On the upside, DirexionDaily target predictions for 28 Fri January 2022 are 113.84, 103.45, 93.05, and on the downside, 61.7, 72.1, 82.49.
On the upside, DirexionDaily target predictions for 04 Fri February 2022 are 122.65, 109.62, 96.58, and on the downside, 52.89, 65.93, 78.96.
On the upside, DirexionDaily target predictions for 11 Fri February 2022 are 129.77, 112.33, 94.89, and on the downside, 45.77, 63.21, 80.65.
On the upside, DirexionDaily goal predictions for 18 Fri February 2022 are 137.73, 116.73, 95.73, and on the downside, 37.81, 58.81, 79.81.
This month’s DirexionDaily trend is negative, implying that downside DirexionDaily goal forecasts have a stronger likelihood. This month’s DirexionDaily goals are 104.45 and 144.82 on the upside, and 71.09 and 58.81 on the downside.
For February 2022, DirexionDaily forecasts 113.15, 104.81, 96.47 on the upside and 62.39, 70.73, 79.07 on the downside.
On the upside, DirexionDaily forecasts 126.69, 114, 101.31 for March 2022, and on the downside, 48.85, 61.54, 74.23.
On the upside, DirexionDaily’s April 2022 goal predictions are 142.62, 123.16, 103.7, and on the downside, 32.92, 52.38, 71.84.
On the upside, DirexionDaily forecasts 159.01, 131.59, 104.16 for May 2022, and on the downside, 16.53, 43.96, 71.38.
On the upside, DirexionDaily forecasts 170.54, 134.92, 99.3 for June 2022, and on the downside, 5, 40.62, 76.24.
On the upside, DirexionDaily’s objective projection for July 2022 is 181.75, 140.37, 98.98, and on the downside, N/A, 35.18, 76.56.

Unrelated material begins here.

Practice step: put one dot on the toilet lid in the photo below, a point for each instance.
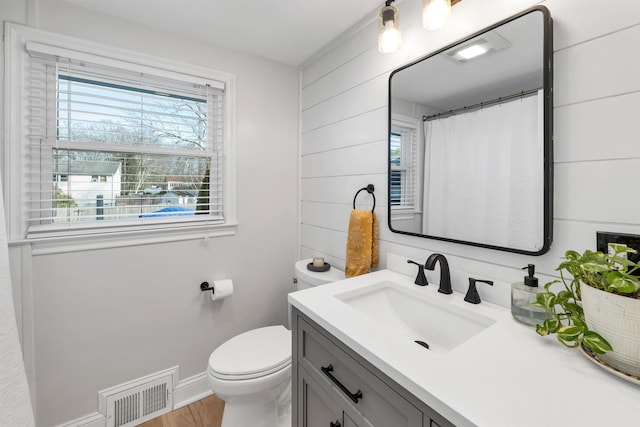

Best and worst case scenarios are the first upside and downside targets, respectively. These levels will act as maximum ranges in the event of a rapid rise or decline. In the case of a typical uptrend or downtrend, the second upside and second downside objectives are correspondingly. In the event of consolidated trading sessions, the third upside and third downside goals are set.
What is a leveraged exchange-traded fund?
A leveraged exchange-traded fund (ETF) is a marketable product that leverages the returns of an underlying index by using financial derivatives and loans. A leveraged exchange-traded fund may aim for a 2:1 or 3:1 ratio, whereas a regular exchange-traded fund normally tracks the equities in its underlying index one-to-one.
Most indices, such as the Nasdaq 100 Index and the Dow Jones Industrial Average, include leveraged ETFs (DJIA).